Elwood shows us stoicism and determination, he shows us tolerance and fairness. But mostly, he shows us ourselves, and the mirror is hard to look at. I am a few years younger than the protagonist but old enough to remember the events of 1968: the passage of the Civil Rights Act, the assassinations of Robert Kennedy and Martin Luther King Jr., the Black Panthers, raised fists at the Olympics. My new neighbors put a Black is Beautiful sign next to their doorbell.

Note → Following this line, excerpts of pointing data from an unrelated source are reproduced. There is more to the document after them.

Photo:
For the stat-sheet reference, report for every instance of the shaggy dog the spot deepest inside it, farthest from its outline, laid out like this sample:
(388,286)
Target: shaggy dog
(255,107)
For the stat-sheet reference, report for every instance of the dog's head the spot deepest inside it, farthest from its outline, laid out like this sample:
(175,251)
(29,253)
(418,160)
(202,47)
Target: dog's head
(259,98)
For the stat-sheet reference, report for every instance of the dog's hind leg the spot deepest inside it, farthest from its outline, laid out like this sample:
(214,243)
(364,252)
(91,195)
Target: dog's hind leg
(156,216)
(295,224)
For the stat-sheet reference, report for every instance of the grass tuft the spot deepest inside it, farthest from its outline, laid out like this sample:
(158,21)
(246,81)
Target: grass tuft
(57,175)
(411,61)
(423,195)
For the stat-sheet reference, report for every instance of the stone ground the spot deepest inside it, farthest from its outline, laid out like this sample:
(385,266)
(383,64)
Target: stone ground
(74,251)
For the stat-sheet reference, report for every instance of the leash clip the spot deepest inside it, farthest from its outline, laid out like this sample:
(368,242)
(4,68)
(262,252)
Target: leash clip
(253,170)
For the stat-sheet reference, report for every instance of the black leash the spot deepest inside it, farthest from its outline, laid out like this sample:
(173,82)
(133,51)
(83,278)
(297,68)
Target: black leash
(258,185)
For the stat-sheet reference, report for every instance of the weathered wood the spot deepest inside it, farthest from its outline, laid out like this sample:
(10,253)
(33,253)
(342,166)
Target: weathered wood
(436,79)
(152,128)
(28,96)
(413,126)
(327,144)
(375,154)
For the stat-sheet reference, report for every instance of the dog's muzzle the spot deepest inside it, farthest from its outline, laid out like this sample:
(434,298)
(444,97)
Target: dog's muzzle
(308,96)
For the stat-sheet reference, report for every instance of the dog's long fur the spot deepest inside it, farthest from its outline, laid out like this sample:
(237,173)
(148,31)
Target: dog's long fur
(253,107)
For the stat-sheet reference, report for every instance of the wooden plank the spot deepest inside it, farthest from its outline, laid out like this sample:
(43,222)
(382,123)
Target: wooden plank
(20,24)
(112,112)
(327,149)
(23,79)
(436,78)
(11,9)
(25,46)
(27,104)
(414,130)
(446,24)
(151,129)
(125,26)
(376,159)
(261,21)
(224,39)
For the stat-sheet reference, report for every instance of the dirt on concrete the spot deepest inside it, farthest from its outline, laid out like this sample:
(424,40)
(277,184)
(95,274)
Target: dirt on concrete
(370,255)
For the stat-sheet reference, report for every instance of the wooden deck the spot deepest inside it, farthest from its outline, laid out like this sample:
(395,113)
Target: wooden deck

Black was not beautiful in much of 1968 America, but what did we know? I was the white privilege poster child, living within walking distance of Marx Meadow, home to Summer of Love’s Be-In. I attended a private school, took private piano lessons, and ate filet mignon every Saturday night. My parents owned rental property in the Haight-Ashbury neighborhood, just behind the Grateful Dead’s pad. I also knew which neighborhoods to avoid and where not to sit on the bus.
In 1968, even in politically-just-left-of-Shirley-Chisholm San Francisco, I was surrounded by racism I didn’t recognize. Reading “The Nickel Boys” brought me closer to understanding it than any other event and affected me much more deeply than every riot, protest, sit-in and speech combined. That’s because Whitehead let me see it through black eyes, made me feel the injustice, forced me to face my own naivete and unwitting complicity. He unrolls the injustices with such understated finesse that just when you think you’re comfortably watering the lawn you come to realize that’s not water coming out of the hose, it’s hydrochloric acid.
This isn’t reading about racism, this is feeling it. And it’s feeling it from the side that doesn’t involve steak on Saturday, piano tutors or private schools.
“The Nickel Boys” brought me as close to knowing what it’s like to be black in America as I am ever likely to get. It’s quiet, graceful, and very, very powerful.
“The Nickel Boys” isn’t recommended reading. It’s required.